In seiner Entscheidung vom 15. Oktober 1986 (aaO) hat sich der erkennende Senat auf § 278 Abs 3 der Zivilprozeßordnung (ZPO) berufen. Nach dieser Vorschrift, die über § 202 SGG im sozialgerichtlichen Verfahren entsprechend anzuwenden ist, darf das Gericht auf einen rechtlichen Gesichtspunkt, den eine Partei erkennbar übersehen oder für unerheblich gehalten hat, seine Entscheidung nur stützen, wenn es Gelegenheit zur Äußerung dazu gegeben hat. Rechtlicher Gesichtspunkt ist beim Anspruch auf Rente wegen Berufsunfähigkeit, welchen qualitativen Wert die bisherige Berufstätigkeit hat. § 278 Abs 3 ZPO - so der Senat (aaO) - soll verhindern, daß die Beteiligten durch eine Entscheidung überrascht würden, die auf einer Rechtsauffassung beruht, zu der Stellung zu nehmen die Beteiligten beim tatsächlichen Sach- und Streitstand keine Veranlassung gehabt haben. Ebenso stellt sich die Rechtslage dar, wenn die Beteiligten mit einer Tatsachenwürdigung überrascht werden, für die bisher keine Hinweise vorhanden gewesen sind (so ebenfalls der Senat aaO).
Im Fall des Klägers hätte das LSG ihn auf die Möglichkeit einer vom SG abweichenden Beweiswürdigung bei der Bewertung der bisherigen Berufstätigkeit hinweisen müssen. Diese Frage war nicht erkennbar Gegenstand einer Erörterung im Laufe des Berufungsverfahrens. Zwar hat das LSG in der Beweisanordnung vom 3. Februar 1989 eine Sachverständige um eine Stellungnahme zu Tätigkeiten gebeten, auf die möglicherweise ein Facharbeiter nicht verwiesen werden kann. Das reicht aber nicht aus, um hier eine Verletzung des rechtlichen Gehörs zu verneinen.

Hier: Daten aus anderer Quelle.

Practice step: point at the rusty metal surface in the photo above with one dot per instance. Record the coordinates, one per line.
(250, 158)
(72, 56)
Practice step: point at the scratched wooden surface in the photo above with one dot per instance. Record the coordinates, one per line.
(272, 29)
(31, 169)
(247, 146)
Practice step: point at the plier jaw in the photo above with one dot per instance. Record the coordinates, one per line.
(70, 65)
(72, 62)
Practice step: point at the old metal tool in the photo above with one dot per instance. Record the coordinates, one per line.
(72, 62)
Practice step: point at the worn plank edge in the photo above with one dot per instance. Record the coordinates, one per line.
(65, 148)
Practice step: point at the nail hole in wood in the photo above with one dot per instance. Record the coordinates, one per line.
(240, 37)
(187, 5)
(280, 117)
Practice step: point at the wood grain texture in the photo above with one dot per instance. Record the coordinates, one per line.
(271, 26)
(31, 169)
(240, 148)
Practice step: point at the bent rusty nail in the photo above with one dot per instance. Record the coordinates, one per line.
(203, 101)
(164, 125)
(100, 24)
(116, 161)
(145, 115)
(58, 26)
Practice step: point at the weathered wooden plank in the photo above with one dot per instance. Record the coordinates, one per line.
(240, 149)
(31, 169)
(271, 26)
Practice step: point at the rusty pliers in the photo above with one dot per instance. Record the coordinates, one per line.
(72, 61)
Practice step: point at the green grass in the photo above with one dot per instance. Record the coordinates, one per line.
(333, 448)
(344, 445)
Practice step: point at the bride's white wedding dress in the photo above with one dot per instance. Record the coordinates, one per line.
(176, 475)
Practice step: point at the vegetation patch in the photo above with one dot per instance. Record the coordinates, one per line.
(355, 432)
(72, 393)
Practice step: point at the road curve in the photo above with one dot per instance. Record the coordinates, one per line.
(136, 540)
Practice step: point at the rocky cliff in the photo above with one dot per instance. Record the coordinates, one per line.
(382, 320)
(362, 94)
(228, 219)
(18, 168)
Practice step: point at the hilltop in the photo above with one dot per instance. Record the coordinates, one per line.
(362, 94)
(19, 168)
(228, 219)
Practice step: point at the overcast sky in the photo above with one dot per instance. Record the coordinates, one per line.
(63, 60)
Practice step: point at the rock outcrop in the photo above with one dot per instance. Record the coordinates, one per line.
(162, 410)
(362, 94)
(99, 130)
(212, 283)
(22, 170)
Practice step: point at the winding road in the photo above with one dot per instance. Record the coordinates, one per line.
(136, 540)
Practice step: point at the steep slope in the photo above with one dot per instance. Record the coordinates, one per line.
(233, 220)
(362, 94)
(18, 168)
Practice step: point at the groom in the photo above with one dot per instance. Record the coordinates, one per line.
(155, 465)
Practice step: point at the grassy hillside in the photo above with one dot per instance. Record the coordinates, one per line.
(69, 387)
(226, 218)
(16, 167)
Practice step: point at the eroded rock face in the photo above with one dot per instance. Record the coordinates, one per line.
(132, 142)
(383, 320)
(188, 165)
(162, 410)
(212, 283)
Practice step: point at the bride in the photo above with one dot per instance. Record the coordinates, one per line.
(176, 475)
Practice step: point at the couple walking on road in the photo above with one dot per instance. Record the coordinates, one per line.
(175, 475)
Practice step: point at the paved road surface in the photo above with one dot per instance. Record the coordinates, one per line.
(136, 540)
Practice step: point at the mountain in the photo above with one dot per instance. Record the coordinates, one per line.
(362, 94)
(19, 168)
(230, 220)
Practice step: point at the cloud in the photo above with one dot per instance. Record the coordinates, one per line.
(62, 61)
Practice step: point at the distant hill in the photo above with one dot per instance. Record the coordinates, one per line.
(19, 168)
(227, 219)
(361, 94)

Da der Kläger auf das Gutachten geantwortet hat, für ihn als Facharbeiter seien die von der Sachverständigen genannten Tätigkeiten nicht zumutbar, ging er erkennbar von der vom LSG als unrichtig angesehenen Rechtsauffassung des SG aus. Bei dieser Sachlage hätte es des Hinweises auf die Möglichkeit einer anderen rechtlichen Bewertung bedurft. Auch aus der Tatsache, daß das LSG noch eine Arbeitgeberauskunft eingeholt hat und aus dem Inhalt dieser Auskunft, mußte der Kläger nicht zu der Erkenntnis gelangen, er habe sich auf einen neuen rechtlichen Gesichtspunkt einzustellen.
Der Kläger hat auch vorgetragen, daß er nach dem für erforderlich gehaltenen Hinweis des LSG mit entsprechendem Beweisantritt seine Facharbeiterqualifikation dargetan hätte. Aufgrund der somit begründeten Rüge einer Verletzung des rechtlichen Gehörs konnte das angefochtene Urteil keinen Bestand haben. Da das Revisionsgericht im Hinblick auf die noch erforderlichen Tatsachenermittlungen nicht selbst entscheiden kann, war der Rechtsstreit an das LSG zurückzuverweisen (§ 170 Abs 2 Satz 2 SGG).
Die Kostenentscheidung bleibt der den Rechtsstreit abschließenden Entscheidung vorbehalten.